Footlocker’s CEO Pick Reflects Retail’s Shift to D2C

When your consumers skew digital and your major vendors go direct to consumer (D2C), the store and mall formats that have worked in the past are no longer enough.

And for Foot Locker, branching out becomes imperative — especially across digital channels.

Friday’s news — through earnings and beyond — underscores the athletic retailer Foot Locker’s burgeoning efforts to address the challenges of its traditional B2C model in favor of a broader eCommerce pivot.

The company said Friday (Aug. 19) that it has partnered with Fanatics in a deal where Foot Locker will be responsible for the front-end activities; and Fanatics will fulfill those orders across an expanded assortment of licensed merchandise across various sports leagues such as MLB and the NFL, among others. Customers will be able to shop these goods through footlocker.com, kidsfootlocker.com and champssports.com.

And in a powerful signal of Foot Locker’s digital ambitions, as had also been noted Friday, incoming CEO Mary Dillon comes to the role directly from the top role at Ulta Beauty, and she had focused on building out that firm’s eCommerce ops.

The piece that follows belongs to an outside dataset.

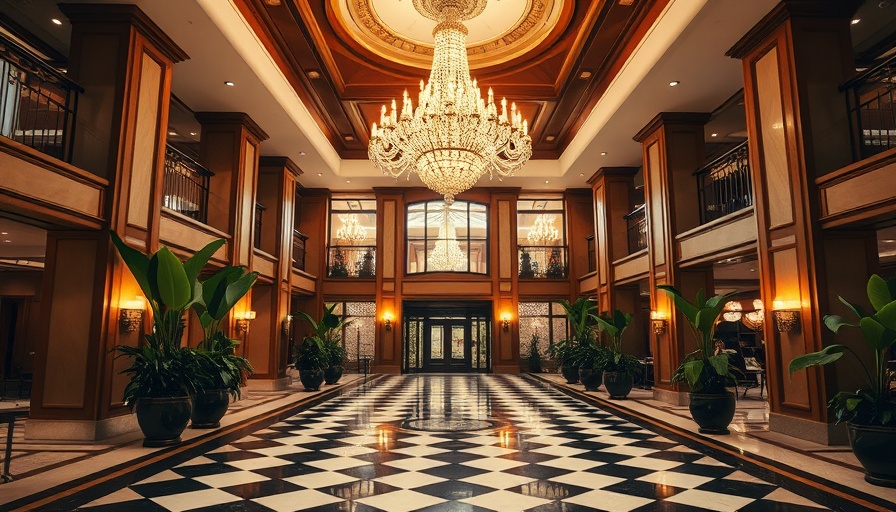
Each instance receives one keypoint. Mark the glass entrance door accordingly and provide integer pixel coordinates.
(447, 337)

Chief Financial Officer Andrew Page gave some detail on eCommerce initiatives that should help the company scale its digital initiatives, noting that eCommerce buildouts in Singapore and Malaysia are helping shape a “build once, deploy many” consumer-focused platform approach. The company is also gaining traction with its FLX membership program, and Page said that the loyalty program has paid off: Members spend 10% more than non-members.

Gaining more torque in the digital channels becomes especially important as key vendor Nike has pivoted to grow its own D2C efforts, which in turn had been widely-telegraphed earlier this year to take a bite out of Foot Locker’s sales.

Management said on the call that Foot Locker remains underpenetrated among all brands excluding its top vendors. Gains in Comverse, sales, for example, were up 20%, and generally, speaking, spending on non-Nike brands was up high single digits.

D2C models are gaining momentum, especially through the pandemic. PYMNTS research earlier this year shows that nearly one-third of all U.S. consumers have at least one retail subscription. D2C options have gained particular favor.

The share of subscribers obtaining their subscriptions directly from the brand grew in 2021, from 57% in the first quarter to 64% in Q4. Elsewhere, Levi’s has been accelerating its own D2C efforts.

Fine-Tuning the Digital Footprint 

Foot Locker’s shift away from its reliance on malls is further evidenced in Friday’s results. The “off-mall” fleet of stores now stands at 26% of the company’s roster (with off-mall stores at 494), up from 21% last year. Management also said that the opening of “power stores” — with a community focus in what the CFO said is hyper-personalized — is on track to reach 300 locations.

Management, including outgoing CEO Richard Johnson, took note that the company seeing pressure on the lower-income range consumer. Total sales decreased 9.2% from 2021.  Comparable-store sales decreased 10.3% year-over-year.

We note that past PYMNTS’ research has starkly illuminated the challenges of the paycheck-to-paycheck economy — which includes a majority of U.S. consumers (at about 60% of us). The fact remains that many individuals are focusing their spending on the essentials (gas, food and lodging) to the detriment of other segments.

“It’s pretty competitive out there from a promotional point of view,” said Johnson, though he noted that back-to-school spending has been ramping up. Earnings supplementals show that sales should decline by as much as 6% to 7% through the end of the year as inflation and unfavorable FX rates remain headwinds. Same-store comps will be down at the upper end of the 8% to 10% range.